It raises fundamental questions about this administration’s ability to lead and govern effectively and get any legislation through Congress. The question of what will happen to healthcare reform now is murky enough. Trump has refused to take ownership of the debacle, predicting that Obamacare will now “explode, and it’s not going to be pretty” and that when the system collapses the Democrats will come crawling to him with pleas for a bipartisan deal – “a very, very good bill”, he asserts.
It is worrying enough that a president should present himself as a passive observer of the collapse of a key part of his own country’s healthcare arrangements. But the affair also casts grave doubt on the Republicans’ other planned major reform – the massive tax cuts that equity markets are relying on to deliver a boost to US growth, and an overhaul of the entire tax system.
What do they want to do?
They want to overhaul and simplify the tax code (a mammoth undertaking); cut income-tax rates (easier); and slash corporation tax from 35% to 15% (if you believe Trump’s campaign promises), or to something more like 20%-28% (to judge from figures being bandied about this week).

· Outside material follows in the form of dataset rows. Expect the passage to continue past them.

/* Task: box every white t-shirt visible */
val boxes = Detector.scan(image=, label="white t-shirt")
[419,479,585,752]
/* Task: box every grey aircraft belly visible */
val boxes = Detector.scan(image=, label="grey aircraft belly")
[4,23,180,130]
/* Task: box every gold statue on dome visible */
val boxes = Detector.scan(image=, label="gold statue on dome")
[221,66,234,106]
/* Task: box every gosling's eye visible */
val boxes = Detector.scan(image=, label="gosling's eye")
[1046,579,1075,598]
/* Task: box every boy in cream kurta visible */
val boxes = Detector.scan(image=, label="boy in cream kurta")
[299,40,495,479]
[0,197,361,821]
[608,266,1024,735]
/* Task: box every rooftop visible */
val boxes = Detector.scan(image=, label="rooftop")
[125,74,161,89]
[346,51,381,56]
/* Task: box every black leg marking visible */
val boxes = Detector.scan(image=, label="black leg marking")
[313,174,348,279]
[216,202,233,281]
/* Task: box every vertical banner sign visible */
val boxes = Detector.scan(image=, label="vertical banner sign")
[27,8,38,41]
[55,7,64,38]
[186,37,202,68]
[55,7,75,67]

The trouble is, to make these plans deficit-neutral (as is required to get them through Congress quickly under “budget reconciliation” rules), the administration was relying on $1trn in savings from repealing Obamacare. They also depended on a Ryan-backed plan that now also seems increasingly unlikely to gain support – the “border adjustment tax”, which is a euphemism for a 20% goods import tax, that was expected to raise another $1trn over a decade.

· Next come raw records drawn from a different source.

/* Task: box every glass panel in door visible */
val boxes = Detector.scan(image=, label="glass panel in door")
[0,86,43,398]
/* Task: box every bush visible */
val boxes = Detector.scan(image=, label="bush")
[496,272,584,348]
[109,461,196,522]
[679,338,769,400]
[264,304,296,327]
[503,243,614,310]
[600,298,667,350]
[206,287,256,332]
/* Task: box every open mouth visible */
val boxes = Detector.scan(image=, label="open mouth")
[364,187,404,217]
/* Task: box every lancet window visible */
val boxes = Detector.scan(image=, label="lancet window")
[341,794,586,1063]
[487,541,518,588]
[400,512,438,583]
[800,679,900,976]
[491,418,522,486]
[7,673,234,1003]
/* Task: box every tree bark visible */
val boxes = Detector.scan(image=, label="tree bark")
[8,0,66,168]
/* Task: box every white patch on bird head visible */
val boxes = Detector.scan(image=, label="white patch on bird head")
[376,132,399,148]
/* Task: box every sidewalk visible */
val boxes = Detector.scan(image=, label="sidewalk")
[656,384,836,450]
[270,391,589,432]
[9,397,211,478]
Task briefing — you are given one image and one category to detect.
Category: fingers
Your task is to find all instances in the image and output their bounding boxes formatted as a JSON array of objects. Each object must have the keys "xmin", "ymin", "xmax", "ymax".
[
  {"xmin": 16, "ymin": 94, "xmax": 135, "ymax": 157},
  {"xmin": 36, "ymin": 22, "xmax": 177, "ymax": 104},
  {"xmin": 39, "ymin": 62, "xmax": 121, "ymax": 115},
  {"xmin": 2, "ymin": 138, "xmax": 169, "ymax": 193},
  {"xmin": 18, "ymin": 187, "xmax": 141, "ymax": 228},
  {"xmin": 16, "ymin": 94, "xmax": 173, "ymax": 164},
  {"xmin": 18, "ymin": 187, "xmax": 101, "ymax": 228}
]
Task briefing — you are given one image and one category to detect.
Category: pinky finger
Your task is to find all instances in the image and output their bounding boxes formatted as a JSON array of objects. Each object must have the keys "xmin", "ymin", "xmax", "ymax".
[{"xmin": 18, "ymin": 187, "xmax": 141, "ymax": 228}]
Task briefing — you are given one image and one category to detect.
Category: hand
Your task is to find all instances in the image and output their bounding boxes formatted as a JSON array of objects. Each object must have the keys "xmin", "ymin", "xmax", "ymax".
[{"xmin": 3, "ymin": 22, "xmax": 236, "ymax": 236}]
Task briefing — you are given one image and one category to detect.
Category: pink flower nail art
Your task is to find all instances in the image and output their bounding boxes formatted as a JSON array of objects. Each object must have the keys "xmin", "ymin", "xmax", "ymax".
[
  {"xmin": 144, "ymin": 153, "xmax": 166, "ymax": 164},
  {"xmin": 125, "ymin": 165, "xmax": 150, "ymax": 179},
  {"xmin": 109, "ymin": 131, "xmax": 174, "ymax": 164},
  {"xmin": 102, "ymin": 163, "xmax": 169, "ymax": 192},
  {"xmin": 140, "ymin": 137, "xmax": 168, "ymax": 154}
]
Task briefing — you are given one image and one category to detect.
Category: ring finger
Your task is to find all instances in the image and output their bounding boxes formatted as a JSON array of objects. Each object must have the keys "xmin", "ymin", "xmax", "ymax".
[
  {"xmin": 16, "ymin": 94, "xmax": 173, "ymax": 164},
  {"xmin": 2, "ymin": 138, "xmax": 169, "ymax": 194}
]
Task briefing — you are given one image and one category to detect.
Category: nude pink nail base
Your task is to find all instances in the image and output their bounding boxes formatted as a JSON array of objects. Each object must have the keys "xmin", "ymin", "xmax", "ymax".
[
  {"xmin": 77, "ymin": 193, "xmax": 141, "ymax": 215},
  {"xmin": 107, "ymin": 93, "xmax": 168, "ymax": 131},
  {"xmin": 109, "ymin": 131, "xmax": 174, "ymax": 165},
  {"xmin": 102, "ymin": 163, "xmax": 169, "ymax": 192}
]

The tax would damage importers and boost domestic production of exports – but it has been slammed as anti-consumer and inflationary by big US businesses (such as Walmart), and is opposed as anti-business by the same Freedom Caucus Republicans who shot down the healthcare reforms.
What does it mean for investors?
The risk is that the “Trump trade” that has pushed markets higher since his election in November will run out of steam if he proves unable to enact his agenda of tax cuts and infrastructure spending. Optimistic equity investors so far seem willing to bet that the healthcare mess will be a wake-up call for his administration, pushing it towards a more measured, bridge-building approach.

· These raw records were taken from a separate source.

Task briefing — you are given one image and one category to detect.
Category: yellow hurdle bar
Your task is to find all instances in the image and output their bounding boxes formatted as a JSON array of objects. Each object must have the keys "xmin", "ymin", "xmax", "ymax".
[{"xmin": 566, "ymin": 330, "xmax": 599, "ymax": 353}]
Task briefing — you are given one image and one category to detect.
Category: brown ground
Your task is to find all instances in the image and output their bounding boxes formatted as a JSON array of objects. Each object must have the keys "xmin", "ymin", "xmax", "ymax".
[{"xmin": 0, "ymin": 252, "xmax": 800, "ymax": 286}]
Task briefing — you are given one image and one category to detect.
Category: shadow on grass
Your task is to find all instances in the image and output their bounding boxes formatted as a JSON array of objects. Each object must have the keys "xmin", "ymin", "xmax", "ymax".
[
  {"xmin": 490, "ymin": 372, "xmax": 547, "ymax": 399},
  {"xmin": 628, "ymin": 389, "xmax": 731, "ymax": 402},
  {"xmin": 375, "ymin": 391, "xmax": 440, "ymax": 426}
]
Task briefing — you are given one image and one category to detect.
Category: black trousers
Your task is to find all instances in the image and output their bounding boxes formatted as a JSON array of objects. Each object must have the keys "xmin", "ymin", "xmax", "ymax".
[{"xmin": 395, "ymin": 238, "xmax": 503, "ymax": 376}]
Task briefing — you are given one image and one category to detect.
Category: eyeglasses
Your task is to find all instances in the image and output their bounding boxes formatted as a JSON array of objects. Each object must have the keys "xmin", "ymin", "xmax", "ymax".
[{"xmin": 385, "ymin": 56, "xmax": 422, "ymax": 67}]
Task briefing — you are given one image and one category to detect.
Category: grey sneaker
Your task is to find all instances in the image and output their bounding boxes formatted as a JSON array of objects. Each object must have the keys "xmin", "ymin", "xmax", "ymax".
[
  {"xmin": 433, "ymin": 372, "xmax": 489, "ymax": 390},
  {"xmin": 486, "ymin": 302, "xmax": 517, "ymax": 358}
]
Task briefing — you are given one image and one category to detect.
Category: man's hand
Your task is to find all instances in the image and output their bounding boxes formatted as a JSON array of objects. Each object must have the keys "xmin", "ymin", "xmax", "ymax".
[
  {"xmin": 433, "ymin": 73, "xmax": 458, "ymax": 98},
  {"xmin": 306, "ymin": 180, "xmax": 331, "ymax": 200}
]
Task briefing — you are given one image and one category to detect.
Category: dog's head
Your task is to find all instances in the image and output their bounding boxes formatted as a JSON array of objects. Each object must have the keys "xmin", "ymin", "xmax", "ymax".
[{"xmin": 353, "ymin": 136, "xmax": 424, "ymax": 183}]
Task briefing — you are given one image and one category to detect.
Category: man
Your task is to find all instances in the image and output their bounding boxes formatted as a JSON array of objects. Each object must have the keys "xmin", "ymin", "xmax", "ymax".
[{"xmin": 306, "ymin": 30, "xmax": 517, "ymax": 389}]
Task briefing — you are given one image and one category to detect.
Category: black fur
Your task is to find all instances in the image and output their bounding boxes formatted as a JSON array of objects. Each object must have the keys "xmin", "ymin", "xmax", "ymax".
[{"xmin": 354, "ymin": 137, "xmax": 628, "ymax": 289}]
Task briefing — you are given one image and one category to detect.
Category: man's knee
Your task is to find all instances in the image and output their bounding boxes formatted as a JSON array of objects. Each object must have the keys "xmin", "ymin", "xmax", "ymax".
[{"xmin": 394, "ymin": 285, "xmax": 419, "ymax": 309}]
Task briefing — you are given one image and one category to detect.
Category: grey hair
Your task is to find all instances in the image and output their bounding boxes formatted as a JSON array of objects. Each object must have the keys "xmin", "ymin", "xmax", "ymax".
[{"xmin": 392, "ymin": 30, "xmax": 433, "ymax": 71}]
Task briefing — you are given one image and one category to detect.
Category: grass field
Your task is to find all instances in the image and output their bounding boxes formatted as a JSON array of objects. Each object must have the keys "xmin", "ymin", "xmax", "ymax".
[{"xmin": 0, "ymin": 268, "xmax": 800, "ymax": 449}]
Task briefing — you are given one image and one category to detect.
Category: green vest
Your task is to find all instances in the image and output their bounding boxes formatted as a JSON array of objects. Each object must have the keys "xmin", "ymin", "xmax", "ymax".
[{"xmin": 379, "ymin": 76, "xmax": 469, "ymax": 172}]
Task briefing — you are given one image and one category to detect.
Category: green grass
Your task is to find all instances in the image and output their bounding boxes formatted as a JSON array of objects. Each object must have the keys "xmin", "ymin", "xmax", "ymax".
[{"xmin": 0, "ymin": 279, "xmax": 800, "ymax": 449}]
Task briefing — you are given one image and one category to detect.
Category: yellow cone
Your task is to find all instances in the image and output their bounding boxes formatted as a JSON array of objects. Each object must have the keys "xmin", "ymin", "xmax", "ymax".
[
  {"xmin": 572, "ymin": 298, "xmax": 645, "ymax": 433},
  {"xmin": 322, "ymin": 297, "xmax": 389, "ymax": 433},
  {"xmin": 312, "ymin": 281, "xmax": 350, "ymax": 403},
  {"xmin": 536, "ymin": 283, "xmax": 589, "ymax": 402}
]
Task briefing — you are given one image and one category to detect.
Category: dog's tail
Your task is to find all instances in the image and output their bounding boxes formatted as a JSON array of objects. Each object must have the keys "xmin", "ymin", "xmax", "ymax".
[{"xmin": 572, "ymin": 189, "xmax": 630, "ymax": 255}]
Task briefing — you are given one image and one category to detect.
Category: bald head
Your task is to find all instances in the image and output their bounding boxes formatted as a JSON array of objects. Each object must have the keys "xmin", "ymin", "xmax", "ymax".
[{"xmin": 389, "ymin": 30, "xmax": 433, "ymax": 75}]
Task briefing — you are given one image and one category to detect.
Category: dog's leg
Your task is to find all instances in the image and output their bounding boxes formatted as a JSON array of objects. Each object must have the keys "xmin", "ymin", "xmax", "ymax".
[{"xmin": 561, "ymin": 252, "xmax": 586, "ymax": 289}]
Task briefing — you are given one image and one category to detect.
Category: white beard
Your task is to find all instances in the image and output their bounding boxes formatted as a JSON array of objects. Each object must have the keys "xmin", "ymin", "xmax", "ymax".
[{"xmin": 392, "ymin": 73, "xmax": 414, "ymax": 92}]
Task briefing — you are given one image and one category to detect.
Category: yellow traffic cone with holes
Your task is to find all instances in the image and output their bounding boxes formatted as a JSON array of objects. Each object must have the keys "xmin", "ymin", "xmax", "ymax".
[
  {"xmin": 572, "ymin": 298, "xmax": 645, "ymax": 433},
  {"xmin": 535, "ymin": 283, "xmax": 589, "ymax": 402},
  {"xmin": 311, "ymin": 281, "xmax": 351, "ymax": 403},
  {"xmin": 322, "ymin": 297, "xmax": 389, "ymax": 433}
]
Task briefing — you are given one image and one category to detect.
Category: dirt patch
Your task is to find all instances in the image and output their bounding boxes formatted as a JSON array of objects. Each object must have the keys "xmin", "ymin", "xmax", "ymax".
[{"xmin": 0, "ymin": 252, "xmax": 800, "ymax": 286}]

Goldman Sachs analysts, for example, argue that “prospects for tax reform are still good”; they expect corporation tax cuts and “incremental tax reforms” by early next year. Steven Mnuchin, the US Treasury secretary, reckons that tax reform will be “much more straightforward” than healthcare. If that proves to be complacent or even hubristic thinking, markets could be hit very hard indeed.
A lame duck president?
President Trump does not have a focused and fully staffed administration, a strong congressional coalition, or a robust popular mandate to fall back on in times of trouble. He lost the popular vote in the presidential election, and is now an exceptionally unpopular president, by any modern standards. In a Gallup poll published this week, Trump’s approval rating fell to 36% – the six presidents to have occupied the White House since the mid-1970s had approval ratings at the same early stage in their presidencies ranging from between 53% (Bill Clinton and the second Bush) to 75% (Carter). To have the backing of barely a third of voters two months in is unprecedented.